Pour revenir à Augusta, un contre-exemple marquant a été fourni par l’Américain Will Zalatoris l’an dernier : pour sa première participation à Augusta, il a terminé seul deuxième, à un coup d’Hideki Matsuyama.
« Ça se joue principalement au putting »
Le mythe
À Augusta, on peut voir son putt finir dans l’eau. Même quand on est le plus grand et qu’on est sur la route d’une quatrième veste verte, comme Tiger Woods en 2005.
Bref, à Augusta, sans un putter affûté comme la care d’un ski, vous n’irez jamais loin. Les greens bosselés et ultra-rapides vont feront payer la moindre imprécision, avec pour possibles conséquences de vous mettre hors-course, ou de vous rendre grotesque devant le monde entier (voire les deux).
Les chiffres
Ne nous cachons pas les choses : oui, le putting est très important à Augusta. Est-il pour autant ce qu’il y a de plus décisif ? À en croire les statistiques de strokes gained, non. Il y a plus fondamental encore.
Le strokes gained est un compartiment statistique qui tente de mesurer combien de coups un joueur gagne ou perd sur l’ensemble du champ. Il peut être calculé de manière générale sur 18 trous, ou découpé entre les différents secteurs de jeu. Ainsi, le PGA Tour distingue désormais quatre catégories : driving, approach (attaques de green), around the green (petit jeu autour du green) et putting. Et là, surprise : les sept derniers vainqueurs en date du Masters ont gagné leurs coups davantage sur les attaques de green (36 %) qu’au putting (33,6 %).
Pire encore : sur les 28 tours joués par ces sept vainqueurs, le strokes gained au putting est négatif. Le reste du champ a, en moyenne, mieux putté qu'eux. Autrement dit, les greens d’Augusta punissent surtout les balles arrivant dans les mauvaises zones que les balles mal puttées.
« À Augusta, on peut rater le fairway, il n’y a pas de rough »
Le mythe
Les participants au Masters ont tous au moins une certitude : ils ne trouveront jamais de foin au bord du parcours pour avaler leur balle comme sur les links écossais. Certes, l’herbe est tondue moins rase de part et d’autre des fairways, mais la deuxième coupe n’est jamais très sévère. Par ailleurs, quelques trous présentent des pistes franchement larges, surtout pour les meilleurs joueurs du monde. D’où l’idée reçue que le driving ne fait pas une différence fondamentale à Augusta.
Les chiffres
Pour le coup, ce mythe-ci trouve de solides fondations statistiques. Sur 7 des 14 trous d’Augusta où le driving entre en ligne de compte, la différence du taux de birdies ou mieux entre les joueurs ayant touché le fairway et ceux l’ayant raté est de moins de dix points de pourcentage. Autrement dit, la "pénalité" en cas de fairway loupé est l’une des plus basses de la saison sur le PGA Tour.

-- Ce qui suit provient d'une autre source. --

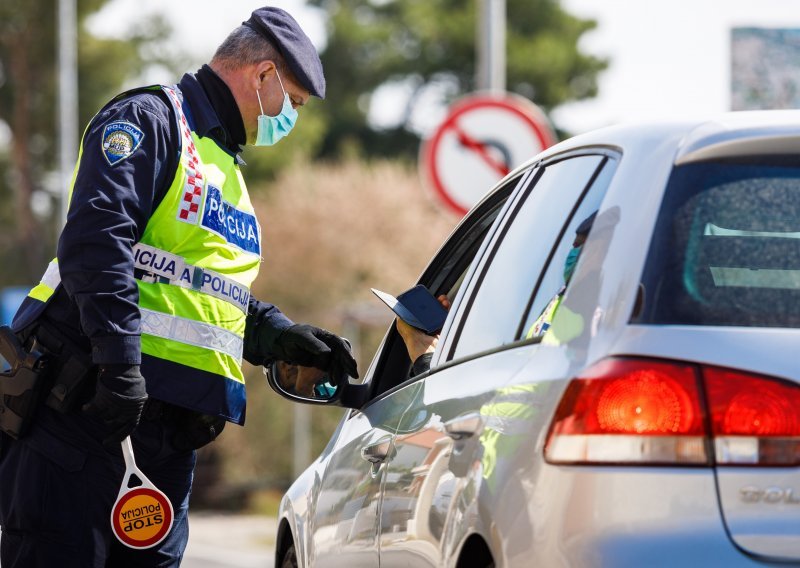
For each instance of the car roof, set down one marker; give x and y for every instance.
(733, 133)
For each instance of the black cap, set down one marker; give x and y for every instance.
(285, 34)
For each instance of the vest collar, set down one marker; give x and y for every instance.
(207, 122)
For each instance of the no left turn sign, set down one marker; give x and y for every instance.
(482, 139)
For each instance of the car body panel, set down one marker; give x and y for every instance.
(761, 506)
(345, 517)
(433, 493)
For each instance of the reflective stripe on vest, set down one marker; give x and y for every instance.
(192, 332)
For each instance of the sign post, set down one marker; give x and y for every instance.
(483, 138)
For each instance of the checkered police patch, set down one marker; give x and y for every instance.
(120, 140)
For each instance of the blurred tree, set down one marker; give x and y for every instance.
(28, 106)
(427, 47)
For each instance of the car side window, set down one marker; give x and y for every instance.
(509, 276)
(563, 262)
(444, 275)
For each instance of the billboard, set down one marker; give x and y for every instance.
(765, 68)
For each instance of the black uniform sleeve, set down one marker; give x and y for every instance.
(118, 182)
(264, 323)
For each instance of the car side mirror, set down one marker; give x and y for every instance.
(304, 384)
(314, 386)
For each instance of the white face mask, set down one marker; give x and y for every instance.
(273, 128)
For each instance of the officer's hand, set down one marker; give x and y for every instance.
(118, 401)
(311, 346)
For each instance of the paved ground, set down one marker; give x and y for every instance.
(230, 541)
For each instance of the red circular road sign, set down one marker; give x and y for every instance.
(483, 138)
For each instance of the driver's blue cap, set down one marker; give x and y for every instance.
(283, 31)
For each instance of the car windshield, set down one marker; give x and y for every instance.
(726, 249)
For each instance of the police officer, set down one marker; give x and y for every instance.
(150, 289)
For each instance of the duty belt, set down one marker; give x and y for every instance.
(155, 265)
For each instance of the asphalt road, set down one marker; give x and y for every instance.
(230, 541)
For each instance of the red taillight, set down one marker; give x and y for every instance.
(641, 411)
(754, 420)
(630, 411)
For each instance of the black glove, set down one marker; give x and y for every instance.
(311, 346)
(118, 401)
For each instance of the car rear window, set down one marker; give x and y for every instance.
(726, 248)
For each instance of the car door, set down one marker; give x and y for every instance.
(473, 411)
(348, 504)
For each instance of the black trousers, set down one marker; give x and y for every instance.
(59, 483)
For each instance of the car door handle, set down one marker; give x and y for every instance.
(377, 452)
(464, 426)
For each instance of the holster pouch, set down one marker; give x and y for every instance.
(21, 381)
(70, 370)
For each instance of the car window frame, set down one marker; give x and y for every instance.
(441, 271)
(446, 358)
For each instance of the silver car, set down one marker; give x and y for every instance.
(616, 383)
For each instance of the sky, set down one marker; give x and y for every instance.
(668, 58)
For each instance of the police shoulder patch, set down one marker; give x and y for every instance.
(120, 140)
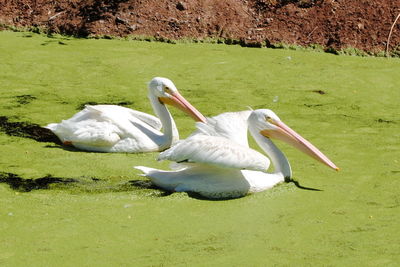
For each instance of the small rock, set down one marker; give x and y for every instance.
(180, 6)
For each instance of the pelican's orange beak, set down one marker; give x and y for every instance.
(178, 101)
(286, 134)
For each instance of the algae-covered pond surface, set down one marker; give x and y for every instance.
(91, 209)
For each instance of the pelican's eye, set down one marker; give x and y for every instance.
(269, 119)
(167, 90)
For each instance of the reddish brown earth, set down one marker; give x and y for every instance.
(337, 24)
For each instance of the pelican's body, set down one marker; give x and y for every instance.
(110, 128)
(216, 167)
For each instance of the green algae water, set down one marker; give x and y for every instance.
(93, 209)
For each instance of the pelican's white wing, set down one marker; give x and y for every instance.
(110, 128)
(217, 151)
(151, 120)
(231, 125)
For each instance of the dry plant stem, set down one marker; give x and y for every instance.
(390, 35)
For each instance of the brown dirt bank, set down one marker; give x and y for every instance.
(337, 24)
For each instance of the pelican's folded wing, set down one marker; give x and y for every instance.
(217, 151)
(127, 112)
(231, 125)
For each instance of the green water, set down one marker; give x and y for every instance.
(352, 221)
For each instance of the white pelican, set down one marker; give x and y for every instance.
(215, 167)
(111, 128)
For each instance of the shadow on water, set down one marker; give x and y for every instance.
(297, 184)
(146, 184)
(27, 130)
(26, 185)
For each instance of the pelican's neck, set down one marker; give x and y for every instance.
(278, 159)
(170, 131)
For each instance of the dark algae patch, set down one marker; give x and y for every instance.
(25, 99)
(26, 185)
(121, 103)
(27, 130)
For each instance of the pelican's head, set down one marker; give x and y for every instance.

Autre chiffre parlant : depuis 2010, les joueurs ayant fini dans le top 10 du Masters ont touché en moyenne 9,6 fairways par partie. Tous leurs autres collègues à avoir terminé les quatre tours affichent un score de… 9,5. Vraiment pas de quoi faire une différence notable. Ceci dit, rough ou pas rough, les pins seront toujours capables de vous boucher la vue vers le green.